I followed her black ponytail through the crowds and soon found myself sandwiched between the trays of complimentary champagne and a group of shoppers eagerly awaiting the tutorial. I watched Amber, seated on a high stool, her long black hair swept clean off her face, as the make-up artist demonstrated contouring for the less attractive people who believed they needed far more make-up than she did. To my surprise they actually looked interested. I still didn’t know who she was, but I’d been able to find a seat next to a real palm tree, shipped in specially for the launch, and I was already three glasses down of the free champers. Gradually, our eyes kept meeting in the midst of face priming and bronzer application and a shared look of disdain proved instantly that we could be friends.
‘Where in God’s name did I put my phone?’ she yelled once the crowds had dispersed, demonstrating the feistiness that she would inevitably need to become a lawyer. As we both began lifting coats and scarfs she emptied out her handbag onto the counter, sorting through the contents, with strips of white tissue paper still clipped in her hair.
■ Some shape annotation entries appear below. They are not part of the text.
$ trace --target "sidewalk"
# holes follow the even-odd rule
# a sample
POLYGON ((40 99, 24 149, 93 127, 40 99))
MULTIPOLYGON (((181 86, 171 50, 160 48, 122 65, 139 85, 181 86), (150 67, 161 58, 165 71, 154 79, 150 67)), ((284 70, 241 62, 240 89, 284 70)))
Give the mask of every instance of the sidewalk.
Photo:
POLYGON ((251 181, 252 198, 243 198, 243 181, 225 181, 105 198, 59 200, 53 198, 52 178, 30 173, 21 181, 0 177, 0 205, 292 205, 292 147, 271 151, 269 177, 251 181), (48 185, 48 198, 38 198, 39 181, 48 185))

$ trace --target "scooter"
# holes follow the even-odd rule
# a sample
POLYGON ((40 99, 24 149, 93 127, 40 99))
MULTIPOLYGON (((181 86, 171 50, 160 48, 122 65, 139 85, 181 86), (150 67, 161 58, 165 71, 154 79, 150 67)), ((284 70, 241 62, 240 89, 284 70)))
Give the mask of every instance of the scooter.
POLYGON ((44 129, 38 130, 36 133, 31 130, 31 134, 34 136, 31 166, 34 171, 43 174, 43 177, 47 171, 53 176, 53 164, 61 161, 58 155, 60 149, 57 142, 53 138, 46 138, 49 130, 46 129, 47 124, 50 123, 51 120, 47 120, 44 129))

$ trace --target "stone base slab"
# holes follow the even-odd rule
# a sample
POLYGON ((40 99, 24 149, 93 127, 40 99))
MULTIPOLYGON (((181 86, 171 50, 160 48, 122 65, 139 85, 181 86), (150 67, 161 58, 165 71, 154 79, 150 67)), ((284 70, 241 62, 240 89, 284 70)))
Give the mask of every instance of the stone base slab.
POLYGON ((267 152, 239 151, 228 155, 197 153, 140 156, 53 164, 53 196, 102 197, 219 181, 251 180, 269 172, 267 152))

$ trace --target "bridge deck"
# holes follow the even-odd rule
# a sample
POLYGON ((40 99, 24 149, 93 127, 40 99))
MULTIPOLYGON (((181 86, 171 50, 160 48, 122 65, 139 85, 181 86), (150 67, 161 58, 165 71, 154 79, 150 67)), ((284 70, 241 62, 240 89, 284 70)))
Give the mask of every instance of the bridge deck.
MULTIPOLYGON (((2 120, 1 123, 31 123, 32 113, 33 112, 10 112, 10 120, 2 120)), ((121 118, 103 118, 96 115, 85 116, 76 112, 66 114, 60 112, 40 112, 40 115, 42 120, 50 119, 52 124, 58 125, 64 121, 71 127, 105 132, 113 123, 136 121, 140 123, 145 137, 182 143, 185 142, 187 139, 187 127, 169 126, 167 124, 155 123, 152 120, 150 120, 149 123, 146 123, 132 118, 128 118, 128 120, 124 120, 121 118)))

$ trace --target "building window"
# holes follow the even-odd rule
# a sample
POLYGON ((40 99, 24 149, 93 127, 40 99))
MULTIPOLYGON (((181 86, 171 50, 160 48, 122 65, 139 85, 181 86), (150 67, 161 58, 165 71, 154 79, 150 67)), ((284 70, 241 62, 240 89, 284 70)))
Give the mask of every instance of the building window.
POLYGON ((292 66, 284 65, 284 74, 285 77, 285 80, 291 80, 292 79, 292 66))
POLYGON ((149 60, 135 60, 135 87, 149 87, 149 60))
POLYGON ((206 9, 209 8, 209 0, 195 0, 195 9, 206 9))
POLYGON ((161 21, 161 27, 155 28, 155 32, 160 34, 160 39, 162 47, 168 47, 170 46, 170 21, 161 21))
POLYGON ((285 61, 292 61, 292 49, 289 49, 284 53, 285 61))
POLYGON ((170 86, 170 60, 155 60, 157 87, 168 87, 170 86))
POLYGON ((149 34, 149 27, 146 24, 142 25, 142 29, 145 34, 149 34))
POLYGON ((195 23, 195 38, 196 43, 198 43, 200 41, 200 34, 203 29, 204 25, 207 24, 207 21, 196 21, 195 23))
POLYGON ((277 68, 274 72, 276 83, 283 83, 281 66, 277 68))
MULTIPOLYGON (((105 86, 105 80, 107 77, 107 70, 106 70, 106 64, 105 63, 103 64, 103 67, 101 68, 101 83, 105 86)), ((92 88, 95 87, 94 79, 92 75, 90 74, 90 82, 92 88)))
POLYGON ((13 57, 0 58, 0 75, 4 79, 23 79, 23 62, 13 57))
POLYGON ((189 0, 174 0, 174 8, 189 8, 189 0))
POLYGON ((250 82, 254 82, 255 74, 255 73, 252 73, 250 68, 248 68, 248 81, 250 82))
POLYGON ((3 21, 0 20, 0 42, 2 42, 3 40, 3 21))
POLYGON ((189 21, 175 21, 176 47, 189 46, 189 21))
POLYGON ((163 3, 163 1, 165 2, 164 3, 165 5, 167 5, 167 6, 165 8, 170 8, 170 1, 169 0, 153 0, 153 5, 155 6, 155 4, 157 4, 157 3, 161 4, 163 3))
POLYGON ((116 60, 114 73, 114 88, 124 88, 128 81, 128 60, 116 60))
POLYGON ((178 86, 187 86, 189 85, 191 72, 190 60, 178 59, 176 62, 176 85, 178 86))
‘I think it’s next to your coat.’ I nodded as I downed the rest of my champagne.
‘Thanks,’ she said, pulling it free. ‘I’m supposed to be at another night class but skipped it to be here. Do you think that’s bad? They offered me fifty quid an hour so I couldn’t say no, really.’
She smiled at me, a smile so full and disarming that it is rarely seen between two women – especially in a big city.
‘What are you studying?’ I asked, looking at her large black leather bag, bulging with a ring binder and textbooks.
‘I want to work in e-commerce,’ she said, pulling out a hair tie and wrapping it around her wrist. ‘It’s retail, essentially, but covering trade laws. Apparently in five years we’ll only be buying online and since I won’t be able to model forever I thought I might need a Plan B before my face sags. Do you smoke?’
I shook my head.
‘Shame. I like your bag,’ she said, referring to my pink rucksack, spinning the conversation on its head.